6 de febrero de 2026
Buenos Aires, 20 C

Shoey: ritual que conquistó celebraciones globales

Beber de un zapato, conocido como shoey, puede parecer extraño, pero se ha convertido en un gesto festivo e irreverente asociado sobre todo a la cultura australiana.

La práctica ha trascendido ámbitos deportivos y musicales y ganó visibilidad internacional gracias a figuras como Daniel Ricciardo y Harry Styles, así como a otros deportistas. HowStuffWorks documenta su expansión hasta transformarla en un fenómeno cultural global.

Una tradición con raíces insospechadas

El shoey consiste en beber, habitualmente alcohol, directamente de un zapato tras una victoria o un logro destacado.

Suele realizarse en celebraciones públicas, especialmente en competiciones deportivas y conciertos, donde funciona como un acto compartido entre protagonistas y público.

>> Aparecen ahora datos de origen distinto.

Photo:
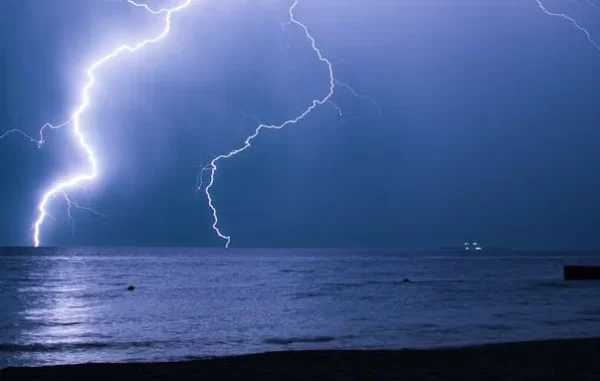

Aunque hoy se identifica con Australia, la costumbre tiene antecedentes europeos: históricamente se bebía de botas o zapatos en rituales vinculados a la buena fortuna y a celebraciones personales.

Variantes de esta práctica aparecen en registros de distintos países, como Rusia y Estados Unidos, con particularidades locales, según HowStuffWorks. La adopción en Australia le dio un tono festivo y lo consolidó en el entorno deportivo contemporáneo.

Evolución y consolidación en Australia

Con el tiempo el shoey se adaptó a nuevos contextos y adquirió un significado de resistencia y superación: beber del propio zapato se interpreta como un gesto de triunfo inesperado.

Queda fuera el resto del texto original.